Or l’efficacité de l’électricité, qui fut l’un des principaux moteurs du progrès de la productivité de notre économie physique au cours du XXème siècle, réside dans les nouvelles qualités de capacité productive qu’elle a apportées à l’agriculture, aux usines et à nos foyers. Ce paradoxe devrait aider nos lecteurs à comprendre la nécessité de redéfinir la signification de l’efficacité thermodynamique du point de vue de l’économie physique dans son ensemble, et non en termes purement mécaniques.

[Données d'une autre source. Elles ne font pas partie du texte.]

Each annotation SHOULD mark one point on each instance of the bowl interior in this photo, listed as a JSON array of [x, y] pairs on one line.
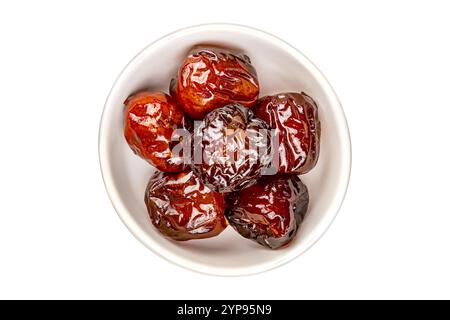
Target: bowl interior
[[280, 69]]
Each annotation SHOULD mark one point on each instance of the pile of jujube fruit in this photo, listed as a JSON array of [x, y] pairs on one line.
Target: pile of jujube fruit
[[232, 171]]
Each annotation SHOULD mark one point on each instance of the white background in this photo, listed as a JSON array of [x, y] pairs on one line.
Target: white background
[[389, 63]]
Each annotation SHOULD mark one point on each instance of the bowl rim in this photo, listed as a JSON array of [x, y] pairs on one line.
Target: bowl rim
[[141, 235]]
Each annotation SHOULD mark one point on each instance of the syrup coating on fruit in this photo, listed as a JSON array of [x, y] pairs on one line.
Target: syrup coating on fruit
[[211, 78], [182, 208], [270, 211], [295, 117], [150, 119], [231, 147]]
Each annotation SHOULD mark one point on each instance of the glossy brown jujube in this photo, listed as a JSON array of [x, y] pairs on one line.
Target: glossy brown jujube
[[150, 119], [295, 116], [230, 148], [269, 212], [182, 208], [211, 78]]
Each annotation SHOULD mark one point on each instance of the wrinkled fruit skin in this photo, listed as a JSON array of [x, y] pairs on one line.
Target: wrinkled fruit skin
[[211, 78], [231, 147], [269, 212], [182, 208], [150, 119], [295, 115]]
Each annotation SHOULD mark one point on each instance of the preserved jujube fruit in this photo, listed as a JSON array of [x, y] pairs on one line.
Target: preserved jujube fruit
[[182, 208], [212, 77], [270, 211], [230, 148], [295, 116], [150, 120]]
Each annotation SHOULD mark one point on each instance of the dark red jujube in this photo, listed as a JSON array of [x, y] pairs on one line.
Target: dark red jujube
[[211, 78], [295, 116], [270, 211], [231, 147], [182, 208], [150, 119]]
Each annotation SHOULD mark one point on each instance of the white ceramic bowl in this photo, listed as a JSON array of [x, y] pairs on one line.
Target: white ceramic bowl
[[280, 68]]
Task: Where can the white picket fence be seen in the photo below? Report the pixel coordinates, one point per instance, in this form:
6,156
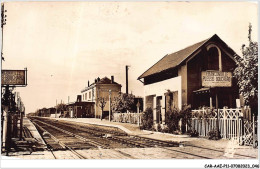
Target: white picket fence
133,118
231,123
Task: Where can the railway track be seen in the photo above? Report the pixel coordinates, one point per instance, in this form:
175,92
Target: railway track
68,136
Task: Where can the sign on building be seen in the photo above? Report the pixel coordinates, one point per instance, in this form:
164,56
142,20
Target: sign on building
216,79
14,77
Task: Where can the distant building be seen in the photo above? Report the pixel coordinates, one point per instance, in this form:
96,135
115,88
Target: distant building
80,109
100,89
199,75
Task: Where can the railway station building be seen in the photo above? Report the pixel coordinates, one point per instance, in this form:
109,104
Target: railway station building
101,88
80,109
199,75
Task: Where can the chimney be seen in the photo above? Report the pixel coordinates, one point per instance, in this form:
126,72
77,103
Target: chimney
112,79
79,98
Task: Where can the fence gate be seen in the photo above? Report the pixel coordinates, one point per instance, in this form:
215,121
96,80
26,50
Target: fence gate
231,124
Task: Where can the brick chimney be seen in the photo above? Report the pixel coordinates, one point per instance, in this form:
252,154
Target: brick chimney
112,79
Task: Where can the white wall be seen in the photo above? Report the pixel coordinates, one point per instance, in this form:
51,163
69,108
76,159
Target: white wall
159,88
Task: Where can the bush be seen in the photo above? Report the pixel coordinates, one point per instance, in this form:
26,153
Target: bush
147,119
159,128
213,135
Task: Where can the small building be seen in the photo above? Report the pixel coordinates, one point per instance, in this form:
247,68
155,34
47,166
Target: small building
101,88
80,109
199,75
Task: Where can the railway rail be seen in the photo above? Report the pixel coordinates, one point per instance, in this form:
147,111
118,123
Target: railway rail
65,136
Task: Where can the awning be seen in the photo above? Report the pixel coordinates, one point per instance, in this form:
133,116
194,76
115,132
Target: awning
202,90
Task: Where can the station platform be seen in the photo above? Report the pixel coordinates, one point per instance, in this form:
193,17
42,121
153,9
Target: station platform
228,147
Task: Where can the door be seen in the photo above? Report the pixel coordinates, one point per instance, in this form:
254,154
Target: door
158,109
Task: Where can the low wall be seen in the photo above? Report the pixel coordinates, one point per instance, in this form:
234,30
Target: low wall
133,118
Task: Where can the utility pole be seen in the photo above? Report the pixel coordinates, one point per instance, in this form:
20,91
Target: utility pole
126,71
109,105
56,109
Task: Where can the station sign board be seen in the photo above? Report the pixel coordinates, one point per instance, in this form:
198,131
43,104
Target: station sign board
216,79
14,77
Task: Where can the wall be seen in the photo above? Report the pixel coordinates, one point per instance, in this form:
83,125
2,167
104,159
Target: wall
160,88
102,90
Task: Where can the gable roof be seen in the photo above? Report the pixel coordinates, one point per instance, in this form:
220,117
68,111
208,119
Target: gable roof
175,59
105,80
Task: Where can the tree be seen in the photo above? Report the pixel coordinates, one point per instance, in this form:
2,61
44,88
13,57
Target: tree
246,72
102,103
123,102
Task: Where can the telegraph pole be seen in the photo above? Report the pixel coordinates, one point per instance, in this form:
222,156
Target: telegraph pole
126,71
109,105
56,109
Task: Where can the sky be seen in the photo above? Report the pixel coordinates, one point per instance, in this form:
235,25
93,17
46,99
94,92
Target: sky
65,44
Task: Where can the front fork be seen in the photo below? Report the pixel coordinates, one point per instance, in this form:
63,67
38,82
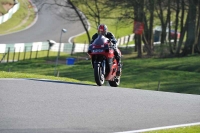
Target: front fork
103,66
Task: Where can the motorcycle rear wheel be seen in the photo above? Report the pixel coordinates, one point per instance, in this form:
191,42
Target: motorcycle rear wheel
99,77
116,82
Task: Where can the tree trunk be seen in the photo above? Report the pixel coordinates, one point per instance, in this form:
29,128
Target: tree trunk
191,24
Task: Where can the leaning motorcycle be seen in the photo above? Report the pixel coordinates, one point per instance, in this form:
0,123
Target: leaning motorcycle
103,61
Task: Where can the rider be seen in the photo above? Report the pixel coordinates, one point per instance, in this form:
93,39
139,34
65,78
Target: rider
103,30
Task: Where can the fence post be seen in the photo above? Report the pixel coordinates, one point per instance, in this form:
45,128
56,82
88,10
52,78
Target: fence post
73,45
48,51
127,42
31,52
36,53
25,53
8,54
14,55
19,53
158,85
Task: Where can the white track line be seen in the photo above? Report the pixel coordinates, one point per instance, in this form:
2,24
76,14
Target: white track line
160,128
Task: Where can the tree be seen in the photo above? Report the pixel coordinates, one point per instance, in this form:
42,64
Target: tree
72,16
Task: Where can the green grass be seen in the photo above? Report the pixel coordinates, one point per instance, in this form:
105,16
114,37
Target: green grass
2,9
17,19
179,75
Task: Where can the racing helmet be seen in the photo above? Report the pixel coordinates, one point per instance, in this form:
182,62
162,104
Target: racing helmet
102,29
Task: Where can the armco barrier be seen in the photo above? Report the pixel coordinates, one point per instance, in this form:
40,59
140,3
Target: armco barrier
8,15
37,46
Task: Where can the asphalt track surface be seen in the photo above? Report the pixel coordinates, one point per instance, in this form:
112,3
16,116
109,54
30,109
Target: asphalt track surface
47,27
37,106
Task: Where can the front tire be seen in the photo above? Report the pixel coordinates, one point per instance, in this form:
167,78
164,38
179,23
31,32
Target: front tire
116,82
99,77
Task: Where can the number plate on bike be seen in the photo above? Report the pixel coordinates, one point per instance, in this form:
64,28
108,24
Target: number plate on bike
97,50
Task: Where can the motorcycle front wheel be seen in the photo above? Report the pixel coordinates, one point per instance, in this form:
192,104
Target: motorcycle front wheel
116,82
98,75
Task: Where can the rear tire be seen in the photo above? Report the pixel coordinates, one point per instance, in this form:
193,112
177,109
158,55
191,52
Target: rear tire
99,77
116,82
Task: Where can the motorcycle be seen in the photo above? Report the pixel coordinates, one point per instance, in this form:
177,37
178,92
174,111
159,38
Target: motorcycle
103,61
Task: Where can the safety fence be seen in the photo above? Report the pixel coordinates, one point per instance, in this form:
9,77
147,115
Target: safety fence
22,51
8,15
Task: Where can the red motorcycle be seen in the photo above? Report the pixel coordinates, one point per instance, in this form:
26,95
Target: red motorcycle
104,63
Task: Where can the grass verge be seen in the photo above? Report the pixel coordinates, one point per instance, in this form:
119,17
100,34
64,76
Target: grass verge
179,75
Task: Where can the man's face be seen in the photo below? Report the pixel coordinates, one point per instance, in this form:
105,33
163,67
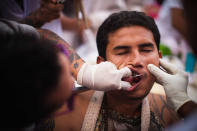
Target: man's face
134,47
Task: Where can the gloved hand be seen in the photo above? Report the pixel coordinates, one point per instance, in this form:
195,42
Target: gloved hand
104,77
174,81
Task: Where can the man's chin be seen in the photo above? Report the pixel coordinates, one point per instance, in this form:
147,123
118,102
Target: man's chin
137,95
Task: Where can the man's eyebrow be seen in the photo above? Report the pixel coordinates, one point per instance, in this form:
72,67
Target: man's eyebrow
121,47
146,45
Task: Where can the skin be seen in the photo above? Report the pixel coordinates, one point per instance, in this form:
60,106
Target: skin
65,84
48,11
124,102
75,60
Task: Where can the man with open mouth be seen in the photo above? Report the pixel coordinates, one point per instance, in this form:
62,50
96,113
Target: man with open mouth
127,39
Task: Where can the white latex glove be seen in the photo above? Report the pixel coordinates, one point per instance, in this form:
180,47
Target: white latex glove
174,81
103,77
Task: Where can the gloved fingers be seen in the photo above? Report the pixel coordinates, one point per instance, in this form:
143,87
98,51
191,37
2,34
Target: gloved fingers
125,85
158,73
125,72
170,68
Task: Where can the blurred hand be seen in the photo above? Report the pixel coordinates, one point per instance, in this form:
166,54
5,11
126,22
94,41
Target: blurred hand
174,81
50,10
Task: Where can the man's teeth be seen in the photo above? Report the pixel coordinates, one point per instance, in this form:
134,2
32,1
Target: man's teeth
134,74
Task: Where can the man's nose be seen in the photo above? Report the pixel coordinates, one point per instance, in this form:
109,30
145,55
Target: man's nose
135,60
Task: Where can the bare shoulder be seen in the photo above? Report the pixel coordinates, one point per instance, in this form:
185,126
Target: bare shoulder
166,115
74,120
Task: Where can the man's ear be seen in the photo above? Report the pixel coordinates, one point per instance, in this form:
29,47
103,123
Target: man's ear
160,54
99,59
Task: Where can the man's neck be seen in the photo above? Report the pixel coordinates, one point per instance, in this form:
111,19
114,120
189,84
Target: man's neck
123,105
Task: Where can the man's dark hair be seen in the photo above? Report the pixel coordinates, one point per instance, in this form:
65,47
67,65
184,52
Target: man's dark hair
29,71
120,20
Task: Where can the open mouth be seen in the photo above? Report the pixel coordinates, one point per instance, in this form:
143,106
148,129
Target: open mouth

 Nourriture et principe scientifique

Abordons maintenant la question du point de vue souvent mis de l’avant par l’économiste Lyndon LaRouche, à l’aide de la terminologie développée par Vladimir Vernadski (1863-1945), un savant russe d’origine ukrainienne, fondateur de la biogéochimie. Concevons l’univers dans lequel nous vivons comme étant constitué de trois grands domaines : le non-vivant, qui enveloppe tout ce que le chimiste appelle l’inorganique ; le vivant, qui inclut tous les êtres vivants et leurs sous-produits (la biosphère) ; puis, finalement, un domaine singulier, relativement nouveau à l’échelle du temps géologique, et ses sous-produits tant matériels que spirituels : le domaine de l’esprit humain (la noosphère). Gardons maintenant à l’esprit la constante interaction de ces trois domaines au fil des temps, depuis la période où la vie n’existait que comme potentialité non exprimée jusqu’à son développement et sa propagation rapide pour constituer la biosphère, en s’appropriant le domaine de l’inorganique, et de là, à l’émergence des capacités cognitives de l’humanité.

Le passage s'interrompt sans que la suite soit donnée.